Deep survival analysis for interpretable time-varying prediction of preeclampsia risk

Objective: Survival analysis is widely utilized in healthcare to predict the timing of disease onset. Traditional methods of survival analysis are usually based on Cox Proportional Hazards model and assume proportional risk for all subjects. However, this assumption is rarely true for most diseases, as the underlying factors have complex, non-linear, and time-varying relationships. This concern is especially relevant for pregnancy, where the risk for pregnancy-related complications, such as preeclampsia, varies across gestation. Recently, deep learning survival models have shown promise in addressing the limitations of classical models, as the novel models allow for nonproportional risk handling, capturing nonlinear relationships, and navigating complex temporal dynamics. Methods: We present a methodology to model the temporal risk of preeclampsia during pregnancy and investigate the associated clinical risk factors. We utilized a retrospective dataset including 66,425 pregnant individuals who delivered in two tertiary care centers from 2015 to 2023. We modeled the preeclampsia risk by modifying DeepHit, a deep survival model, which leverages neural network architecture to capture time-varying relationships between covariates in pregnancy.
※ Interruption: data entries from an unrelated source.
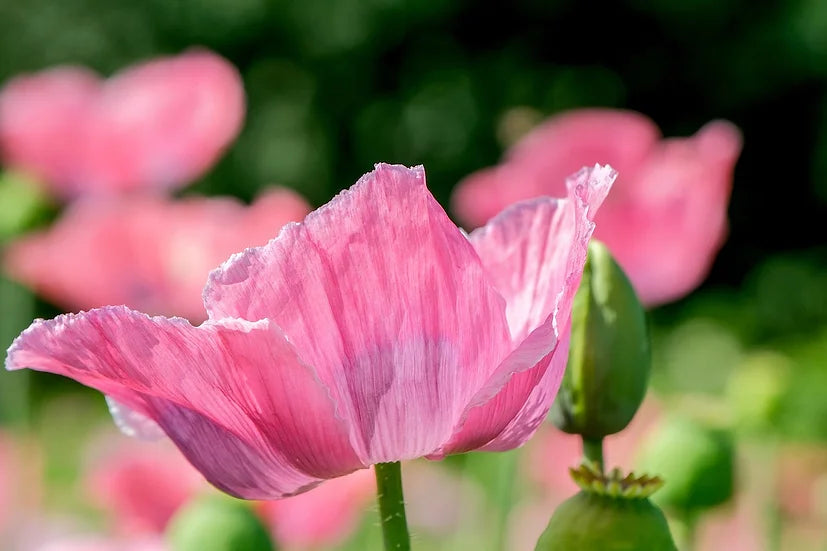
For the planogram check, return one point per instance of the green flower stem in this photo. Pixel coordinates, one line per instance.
(392, 506)
(593, 451)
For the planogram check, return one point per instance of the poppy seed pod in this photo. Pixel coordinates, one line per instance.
(611, 513)
(610, 357)
(217, 523)
(696, 458)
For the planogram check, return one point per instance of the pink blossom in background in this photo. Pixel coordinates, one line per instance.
(100, 543)
(156, 125)
(149, 253)
(666, 219)
(322, 518)
(374, 331)
(141, 485)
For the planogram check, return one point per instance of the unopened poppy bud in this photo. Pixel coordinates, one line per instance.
(611, 513)
(610, 357)
(697, 459)
(218, 523)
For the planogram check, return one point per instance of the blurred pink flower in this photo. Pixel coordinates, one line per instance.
(141, 485)
(666, 219)
(323, 517)
(101, 543)
(374, 331)
(157, 125)
(149, 253)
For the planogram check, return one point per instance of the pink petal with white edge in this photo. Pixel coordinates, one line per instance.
(132, 423)
(538, 271)
(387, 299)
(232, 395)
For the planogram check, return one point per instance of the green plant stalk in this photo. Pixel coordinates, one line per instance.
(392, 506)
(593, 451)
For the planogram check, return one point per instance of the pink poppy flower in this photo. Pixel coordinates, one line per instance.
(323, 517)
(666, 219)
(374, 331)
(156, 125)
(141, 485)
(148, 252)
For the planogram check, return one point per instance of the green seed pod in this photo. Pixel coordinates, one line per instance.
(217, 523)
(610, 514)
(610, 356)
(698, 461)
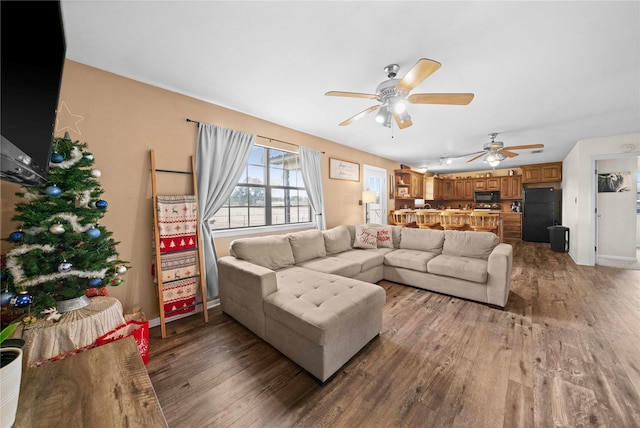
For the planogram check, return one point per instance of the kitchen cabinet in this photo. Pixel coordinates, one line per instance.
(408, 187)
(511, 225)
(489, 183)
(511, 187)
(463, 189)
(432, 187)
(542, 173)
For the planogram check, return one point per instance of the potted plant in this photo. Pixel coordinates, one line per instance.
(10, 377)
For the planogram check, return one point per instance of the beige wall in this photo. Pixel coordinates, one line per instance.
(121, 120)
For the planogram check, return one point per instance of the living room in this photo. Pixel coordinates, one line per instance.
(122, 119)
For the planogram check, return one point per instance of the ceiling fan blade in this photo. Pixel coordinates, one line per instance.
(474, 158)
(454, 99)
(507, 153)
(400, 123)
(530, 146)
(359, 115)
(423, 69)
(352, 95)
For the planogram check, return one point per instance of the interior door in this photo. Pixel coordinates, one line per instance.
(374, 179)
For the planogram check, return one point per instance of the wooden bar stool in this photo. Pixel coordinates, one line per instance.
(401, 218)
(453, 220)
(428, 219)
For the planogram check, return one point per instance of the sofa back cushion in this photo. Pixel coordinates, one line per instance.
(307, 245)
(477, 245)
(430, 240)
(337, 240)
(273, 252)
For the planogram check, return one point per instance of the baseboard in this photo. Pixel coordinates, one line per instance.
(210, 304)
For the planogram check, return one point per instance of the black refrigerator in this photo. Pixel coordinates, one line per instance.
(540, 209)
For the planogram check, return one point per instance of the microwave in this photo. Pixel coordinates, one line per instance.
(492, 196)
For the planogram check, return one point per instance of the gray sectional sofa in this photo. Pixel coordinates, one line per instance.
(312, 295)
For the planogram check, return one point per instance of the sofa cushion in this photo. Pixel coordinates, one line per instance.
(337, 240)
(334, 265)
(469, 244)
(367, 259)
(366, 237)
(273, 252)
(320, 306)
(307, 245)
(422, 239)
(409, 259)
(467, 268)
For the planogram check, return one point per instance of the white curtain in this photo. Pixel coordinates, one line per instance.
(221, 156)
(312, 175)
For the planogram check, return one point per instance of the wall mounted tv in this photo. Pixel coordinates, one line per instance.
(32, 60)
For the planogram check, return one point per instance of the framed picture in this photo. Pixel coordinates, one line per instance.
(614, 182)
(344, 170)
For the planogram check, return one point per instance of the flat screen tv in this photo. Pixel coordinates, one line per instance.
(32, 60)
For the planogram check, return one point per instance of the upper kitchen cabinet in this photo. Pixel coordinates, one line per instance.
(542, 173)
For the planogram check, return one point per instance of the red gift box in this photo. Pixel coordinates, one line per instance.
(138, 329)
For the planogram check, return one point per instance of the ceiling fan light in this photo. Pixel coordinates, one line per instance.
(399, 107)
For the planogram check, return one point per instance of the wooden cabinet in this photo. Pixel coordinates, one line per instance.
(489, 183)
(542, 173)
(511, 187)
(409, 186)
(511, 225)
(463, 189)
(448, 191)
(432, 188)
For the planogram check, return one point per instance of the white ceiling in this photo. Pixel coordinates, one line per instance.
(542, 72)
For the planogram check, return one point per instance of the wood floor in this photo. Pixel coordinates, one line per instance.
(565, 352)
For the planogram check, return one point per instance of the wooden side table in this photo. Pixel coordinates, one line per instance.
(107, 386)
(75, 330)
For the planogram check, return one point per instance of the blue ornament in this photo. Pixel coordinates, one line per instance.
(53, 190)
(6, 297)
(64, 267)
(56, 158)
(94, 232)
(22, 299)
(16, 236)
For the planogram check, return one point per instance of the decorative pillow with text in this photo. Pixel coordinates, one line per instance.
(384, 237)
(366, 237)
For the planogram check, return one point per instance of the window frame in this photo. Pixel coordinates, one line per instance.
(268, 188)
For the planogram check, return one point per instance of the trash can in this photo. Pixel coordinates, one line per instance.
(559, 238)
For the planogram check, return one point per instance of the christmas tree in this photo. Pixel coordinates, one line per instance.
(61, 250)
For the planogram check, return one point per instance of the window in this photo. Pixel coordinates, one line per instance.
(270, 192)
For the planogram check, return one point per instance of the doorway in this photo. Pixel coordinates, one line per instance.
(618, 212)
(374, 179)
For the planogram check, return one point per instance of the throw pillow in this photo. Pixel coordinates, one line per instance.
(366, 237)
(384, 237)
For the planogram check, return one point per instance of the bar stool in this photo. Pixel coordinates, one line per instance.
(401, 218)
(453, 220)
(428, 219)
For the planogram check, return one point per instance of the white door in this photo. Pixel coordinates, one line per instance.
(374, 179)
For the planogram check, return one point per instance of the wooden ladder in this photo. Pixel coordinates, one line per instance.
(158, 267)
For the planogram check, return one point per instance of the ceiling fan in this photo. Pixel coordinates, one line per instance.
(393, 94)
(495, 151)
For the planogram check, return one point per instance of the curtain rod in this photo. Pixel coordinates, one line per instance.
(261, 136)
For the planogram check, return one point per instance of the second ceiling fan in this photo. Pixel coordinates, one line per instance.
(393, 94)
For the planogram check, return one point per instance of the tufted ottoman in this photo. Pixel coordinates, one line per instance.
(321, 320)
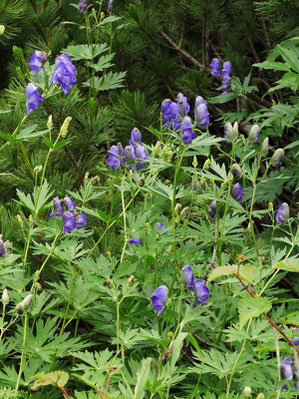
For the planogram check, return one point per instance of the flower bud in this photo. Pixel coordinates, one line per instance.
(277, 158)
(236, 171)
(50, 122)
(5, 297)
(265, 147)
(231, 132)
(254, 134)
(65, 126)
(247, 392)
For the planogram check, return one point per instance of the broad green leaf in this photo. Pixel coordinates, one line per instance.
(250, 307)
(290, 264)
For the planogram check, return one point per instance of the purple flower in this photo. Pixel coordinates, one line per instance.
(254, 134)
(110, 6)
(237, 192)
(215, 67)
(212, 210)
(64, 73)
(159, 298)
(283, 213)
(33, 98)
(69, 204)
(116, 156)
(37, 60)
(183, 105)
(202, 116)
(186, 131)
(82, 6)
(135, 241)
(135, 136)
(140, 154)
(201, 291)
(187, 277)
(57, 209)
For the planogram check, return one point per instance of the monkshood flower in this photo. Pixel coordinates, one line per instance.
(236, 171)
(82, 6)
(286, 371)
(135, 241)
(34, 98)
(202, 116)
(277, 158)
(187, 277)
(231, 133)
(159, 298)
(37, 60)
(183, 105)
(215, 67)
(64, 73)
(254, 134)
(265, 147)
(186, 131)
(141, 154)
(237, 192)
(283, 213)
(201, 291)
(135, 136)
(212, 210)
(116, 156)
(57, 209)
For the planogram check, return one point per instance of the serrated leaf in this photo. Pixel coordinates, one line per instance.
(290, 264)
(250, 307)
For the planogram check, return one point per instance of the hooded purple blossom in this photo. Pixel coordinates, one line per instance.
(183, 105)
(282, 214)
(82, 6)
(64, 73)
(57, 209)
(37, 60)
(187, 277)
(186, 131)
(212, 210)
(215, 67)
(135, 241)
(201, 291)
(116, 156)
(237, 192)
(135, 136)
(159, 298)
(202, 117)
(34, 98)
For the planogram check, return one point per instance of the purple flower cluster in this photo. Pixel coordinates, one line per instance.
(225, 74)
(134, 154)
(199, 287)
(64, 73)
(71, 218)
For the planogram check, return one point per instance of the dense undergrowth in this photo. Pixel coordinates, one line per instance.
(147, 250)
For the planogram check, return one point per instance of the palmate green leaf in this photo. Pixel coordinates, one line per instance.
(250, 308)
(289, 264)
(108, 82)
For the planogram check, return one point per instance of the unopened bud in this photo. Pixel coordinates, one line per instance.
(236, 171)
(254, 134)
(5, 297)
(131, 280)
(277, 158)
(231, 132)
(65, 126)
(265, 147)
(206, 165)
(247, 392)
(50, 122)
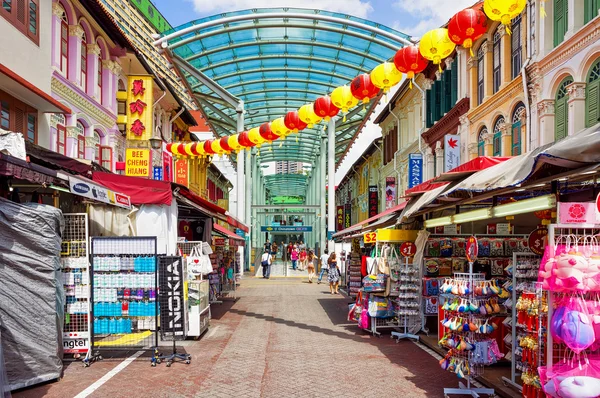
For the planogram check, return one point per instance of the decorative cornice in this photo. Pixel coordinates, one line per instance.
(583, 38)
(576, 91)
(546, 108)
(513, 90)
(93, 48)
(83, 103)
(447, 124)
(76, 30)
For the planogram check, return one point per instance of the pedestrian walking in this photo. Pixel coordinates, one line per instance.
(333, 274)
(311, 265)
(324, 263)
(302, 259)
(266, 260)
(294, 257)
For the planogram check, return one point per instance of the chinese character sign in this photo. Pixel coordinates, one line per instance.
(339, 217)
(139, 108)
(390, 192)
(137, 162)
(373, 200)
(451, 152)
(181, 172)
(415, 169)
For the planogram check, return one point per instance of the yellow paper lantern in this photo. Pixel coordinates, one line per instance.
(234, 143)
(436, 45)
(385, 76)
(504, 10)
(217, 148)
(342, 98)
(307, 114)
(255, 137)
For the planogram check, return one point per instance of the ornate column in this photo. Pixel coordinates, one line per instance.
(75, 36)
(472, 81)
(545, 110)
(577, 115)
(439, 158)
(488, 67)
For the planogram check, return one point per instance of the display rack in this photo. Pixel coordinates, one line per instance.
(408, 301)
(124, 288)
(74, 259)
(525, 268)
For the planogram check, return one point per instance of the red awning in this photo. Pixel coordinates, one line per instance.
(227, 233)
(142, 191)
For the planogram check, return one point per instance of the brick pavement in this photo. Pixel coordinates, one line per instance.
(282, 338)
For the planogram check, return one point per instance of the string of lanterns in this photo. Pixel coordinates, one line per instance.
(464, 29)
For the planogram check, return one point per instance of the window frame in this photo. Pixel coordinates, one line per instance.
(23, 26)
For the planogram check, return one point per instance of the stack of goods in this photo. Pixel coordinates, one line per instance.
(355, 276)
(124, 288)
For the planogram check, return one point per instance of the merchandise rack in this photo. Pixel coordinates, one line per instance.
(124, 286)
(74, 258)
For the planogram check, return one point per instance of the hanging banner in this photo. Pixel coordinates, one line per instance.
(137, 162)
(339, 218)
(181, 172)
(172, 303)
(415, 169)
(347, 215)
(167, 165)
(139, 108)
(451, 152)
(373, 200)
(390, 192)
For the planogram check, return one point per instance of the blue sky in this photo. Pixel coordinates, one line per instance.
(413, 17)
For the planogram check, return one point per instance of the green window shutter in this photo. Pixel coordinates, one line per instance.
(560, 116)
(453, 87)
(560, 21)
(592, 110)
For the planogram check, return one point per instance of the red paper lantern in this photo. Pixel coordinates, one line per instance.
(410, 61)
(265, 131)
(208, 148)
(363, 89)
(292, 121)
(324, 108)
(244, 140)
(225, 144)
(466, 27)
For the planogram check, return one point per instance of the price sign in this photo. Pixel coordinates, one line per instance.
(537, 241)
(472, 249)
(408, 249)
(370, 237)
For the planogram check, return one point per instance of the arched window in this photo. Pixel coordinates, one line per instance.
(516, 129)
(592, 95)
(64, 43)
(481, 141)
(561, 110)
(84, 62)
(561, 16)
(516, 47)
(590, 10)
(480, 73)
(497, 148)
(497, 60)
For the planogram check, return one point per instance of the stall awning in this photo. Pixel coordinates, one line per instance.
(142, 191)
(20, 88)
(226, 233)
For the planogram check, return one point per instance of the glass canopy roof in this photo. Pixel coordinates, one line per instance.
(275, 60)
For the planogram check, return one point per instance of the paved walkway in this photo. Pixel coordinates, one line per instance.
(282, 338)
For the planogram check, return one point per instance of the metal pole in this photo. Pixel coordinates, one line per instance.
(331, 182)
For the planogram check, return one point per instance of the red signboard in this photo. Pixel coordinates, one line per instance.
(537, 241)
(472, 249)
(408, 249)
(339, 217)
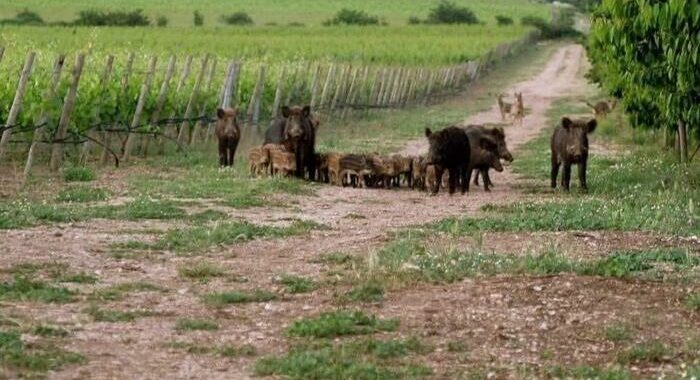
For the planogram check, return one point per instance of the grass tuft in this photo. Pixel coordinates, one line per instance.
(227, 298)
(341, 323)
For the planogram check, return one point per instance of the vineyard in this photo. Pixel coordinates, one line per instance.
(132, 249)
(171, 100)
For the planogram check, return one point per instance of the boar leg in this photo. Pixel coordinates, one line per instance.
(566, 178)
(454, 178)
(555, 172)
(232, 152)
(464, 174)
(222, 152)
(582, 175)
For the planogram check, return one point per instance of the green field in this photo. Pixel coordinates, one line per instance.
(270, 11)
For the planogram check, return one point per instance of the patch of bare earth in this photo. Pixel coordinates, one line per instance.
(505, 321)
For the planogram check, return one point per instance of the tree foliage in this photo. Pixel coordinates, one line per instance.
(647, 53)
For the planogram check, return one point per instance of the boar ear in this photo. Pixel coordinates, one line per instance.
(591, 125)
(566, 122)
(487, 143)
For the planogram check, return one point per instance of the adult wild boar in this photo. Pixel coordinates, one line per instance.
(495, 135)
(449, 150)
(570, 146)
(229, 133)
(296, 130)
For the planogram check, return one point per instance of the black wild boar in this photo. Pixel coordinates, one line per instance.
(229, 133)
(497, 136)
(570, 146)
(296, 130)
(450, 150)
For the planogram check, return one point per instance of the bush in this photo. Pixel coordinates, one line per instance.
(162, 21)
(94, 17)
(238, 18)
(449, 13)
(504, 20)
(414, 20)
(352, 17)
(549, 30)
(25, 17)
(198, 19)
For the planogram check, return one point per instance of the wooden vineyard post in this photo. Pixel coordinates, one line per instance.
(68, 105)
(256, 98)
(17, 101)
(203, 109)
(184, 126)
(180, 84)
(278, 93)
(48, 95)
(106, 73)
(349, 97)
(340, 87)
(314, 86)
(160, 102)
(124, 85)
(145, 88)
(327, 87)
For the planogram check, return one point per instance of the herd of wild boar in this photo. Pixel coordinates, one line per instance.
(454, 154)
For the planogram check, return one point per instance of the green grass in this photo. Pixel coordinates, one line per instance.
(310, 12)
(196, 324)
(198, 238)
(618, 333)
(649, 352)
(340, 323)
(81, 194)
(360, 359)
(233, 297)
(104, 315)
(25, 213)
(296, 284)
(369, 291)
(693, 302)
(78, 174)
(22, 288)
(201, 271)
(32, 359)
(117, 292)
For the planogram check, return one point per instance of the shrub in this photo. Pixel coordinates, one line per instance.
(414, 20)
(352, 17)
(449, 13)
(198, 18)
(25, 17)
(549, 30)
(162, 21)
(504, 20)
(78, 174)
(92, 17)
(237, 18)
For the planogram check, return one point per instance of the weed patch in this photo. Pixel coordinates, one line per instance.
(341, 323)
(227, 298)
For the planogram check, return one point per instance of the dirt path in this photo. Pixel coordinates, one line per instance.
(359, 221)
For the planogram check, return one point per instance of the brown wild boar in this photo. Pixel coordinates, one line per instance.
(449, 149)
(229, 133)
(403, 167)
(497, 135)
(281, 161)
(258, 160)
(418, 173)
(569, 145)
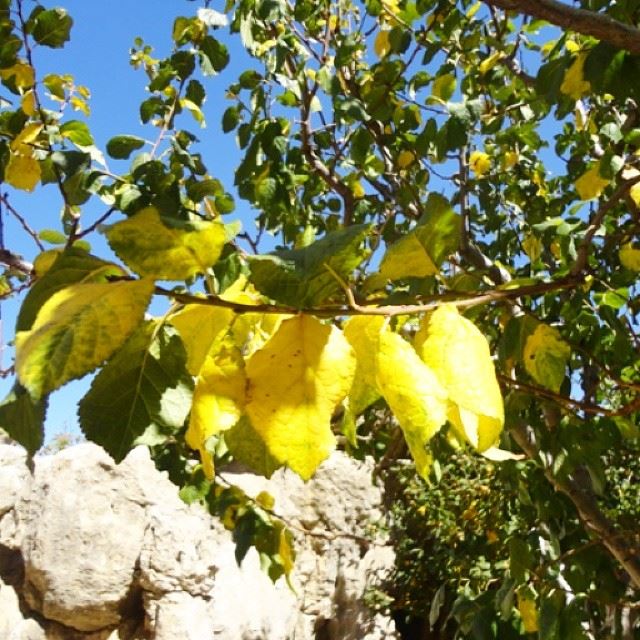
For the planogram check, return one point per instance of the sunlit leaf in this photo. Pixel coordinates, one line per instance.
(294, 383)
(629, 257)
(458, 354)
(218, 399)
(413, 393)
(590, 184)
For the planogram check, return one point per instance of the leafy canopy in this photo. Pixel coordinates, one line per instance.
(440, 253)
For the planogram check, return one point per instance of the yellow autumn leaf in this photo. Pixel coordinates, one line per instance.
(629, 257)
(28, 103)
(545, 356)
(199, 325)
(528, 613)
(294, 384)
(444, 86)
(151, 248)
(590, 184)
(382, 44)
(23, 171)
(574, 85)
(532, 246)
(218, 398)
(510, 159)
(22, 74)
(413, 393)
(479, 163)
(458, 354)
(76, 330)
(406, 158)
(363, 334)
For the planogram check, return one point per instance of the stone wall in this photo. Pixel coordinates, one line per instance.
(92, 550)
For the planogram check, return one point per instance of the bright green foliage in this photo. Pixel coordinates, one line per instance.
(142, 394)
(22, 418)
(76, 330)
(445, 196)
(166, 249)
(307, 276)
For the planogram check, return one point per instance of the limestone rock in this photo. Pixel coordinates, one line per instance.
(91, 550)
(85, 521)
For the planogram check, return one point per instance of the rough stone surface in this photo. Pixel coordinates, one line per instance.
(91, 550)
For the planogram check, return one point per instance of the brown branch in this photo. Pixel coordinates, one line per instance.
(355, 309)
(570, 403)
(15, 262)
(23, 222)
(587, 507)
(595, 222)
(591, 23)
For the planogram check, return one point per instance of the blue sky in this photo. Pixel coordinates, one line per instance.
(98, 57)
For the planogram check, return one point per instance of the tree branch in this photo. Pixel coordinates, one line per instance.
(586, 506)
(591, 23)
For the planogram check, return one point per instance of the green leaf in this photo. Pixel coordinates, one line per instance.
(77, 329)
(145, 386)
(420, 252)
(50, 27)
(214, 56)
(77, 132)
(166, 249)
(23, 419)
(121, 147)
(545, 357)
(247, 447)
(72, 266)
(299, 277)
(52, 236)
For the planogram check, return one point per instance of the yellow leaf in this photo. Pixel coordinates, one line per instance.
(590, 184)
(629, 257)
(363, 334)
(150, 248)
(22, 171)
(488, 63)
(382, 45)
(510, 159)
(294, 384)
(76, 330)
(459, 355)
(28, 103)
(528, 613)
(407, 258)
(479, 163)
(406, 159)
(532, 246)
(444, 86)
(413, 393)
(22, 74)
(21, 143)
(634, 193)
(545, 356)
(199, 325)
(218, 398)
(574, 85)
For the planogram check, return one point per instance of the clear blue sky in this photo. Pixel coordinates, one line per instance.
(98, 57)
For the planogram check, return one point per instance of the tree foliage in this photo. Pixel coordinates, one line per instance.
(441, 260)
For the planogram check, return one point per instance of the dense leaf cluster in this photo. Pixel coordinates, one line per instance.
(453, 191)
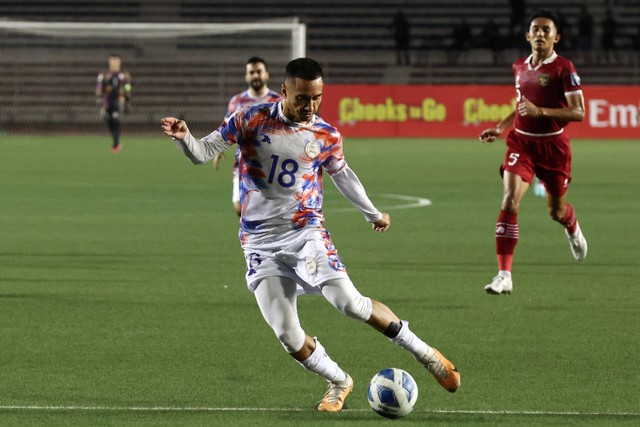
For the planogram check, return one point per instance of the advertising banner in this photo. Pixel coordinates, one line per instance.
(463, 111)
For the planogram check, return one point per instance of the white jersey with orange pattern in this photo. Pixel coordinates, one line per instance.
(281, 170)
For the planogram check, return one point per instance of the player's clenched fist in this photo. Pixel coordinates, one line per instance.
(173, 127)
(382, 224)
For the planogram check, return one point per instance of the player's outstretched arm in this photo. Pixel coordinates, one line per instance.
(216, 160)
(382, 224)
(490, 135)
(174, 128)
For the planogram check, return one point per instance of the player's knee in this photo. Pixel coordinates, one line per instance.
(358, 308)
(291, 339)
(556, 214)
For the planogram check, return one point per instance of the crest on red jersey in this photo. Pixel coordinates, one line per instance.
(544, 79)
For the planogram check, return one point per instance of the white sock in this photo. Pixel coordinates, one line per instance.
(410, 341)
(321, 364)
(504, 273)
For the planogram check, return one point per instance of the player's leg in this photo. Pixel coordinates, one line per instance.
(114, 128)
(538, 188)
(235, 192)
(507, 232)
(562, 211)
(343, 295)
(276, 297)
(556, 173)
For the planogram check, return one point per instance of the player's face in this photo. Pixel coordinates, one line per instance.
(256, 76)
(542, 35)
(302, 98)
(114, 63)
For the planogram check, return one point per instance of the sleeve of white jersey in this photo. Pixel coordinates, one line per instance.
(202, 150)
(347, 182)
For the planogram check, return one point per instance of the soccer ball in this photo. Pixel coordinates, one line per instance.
(392, 393)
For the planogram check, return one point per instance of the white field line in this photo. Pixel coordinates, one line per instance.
(217, 409)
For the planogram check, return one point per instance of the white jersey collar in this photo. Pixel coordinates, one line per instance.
(291, 122)
(549, 60)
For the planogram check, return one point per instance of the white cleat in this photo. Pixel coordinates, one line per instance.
(578, 243)
(499, 285)
(333, 400)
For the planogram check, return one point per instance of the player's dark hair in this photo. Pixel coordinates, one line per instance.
(257, 60)
(304, 68)
(547, 14)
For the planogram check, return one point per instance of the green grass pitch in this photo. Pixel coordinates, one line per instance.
(123, 301)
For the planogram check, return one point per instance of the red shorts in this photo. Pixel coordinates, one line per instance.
(548, 158)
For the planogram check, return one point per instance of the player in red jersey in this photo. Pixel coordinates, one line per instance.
(548, 95)
(113, 94)
(257, 77)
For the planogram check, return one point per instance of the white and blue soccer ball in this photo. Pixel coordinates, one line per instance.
(392, 393)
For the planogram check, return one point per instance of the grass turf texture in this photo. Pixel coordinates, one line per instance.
(122, 287)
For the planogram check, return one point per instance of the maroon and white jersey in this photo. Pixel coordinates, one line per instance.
(545, 85)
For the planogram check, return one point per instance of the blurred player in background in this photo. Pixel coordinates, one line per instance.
(113, 94)
(257, 76)
(285, 147)
(548, 95)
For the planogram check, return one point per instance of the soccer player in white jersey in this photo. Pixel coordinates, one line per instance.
(257, 76)
(285, 147)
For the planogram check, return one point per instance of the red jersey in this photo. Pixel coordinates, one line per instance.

We applied time series k-means clustering to DeepHit's normalized output and investigated interpretability using Shapley values. Results: We demonstrate that DeepHit can effectively handle high-dimensional data and evolving risk hazards over time with performance similar to the Cox Proportional Hazards model, achieving an area under the curve (AUC) of 0.78 for both models. The deep survival model outperformed traditional methodology by identifying time-varied risk trajectories for preeclampsia, providing insights for early and individualized intervention. Kmeans clustering resulted in patients delineating into low-risk, early-onset, and late-onset preeclampsia groups-notably, each of those has distinct risk factors. Conclusion: This work demonstrates a novel application of deep survival analysis in time-varying prediction of preeclampsia risk. Our results highlight the advantage of deep survival models compared to Cox Proportional Hazards models in providing personalized risk trajectory and demonstrating the potential of deep survival models to generate interpretable and meaningful clinical applications in medicine.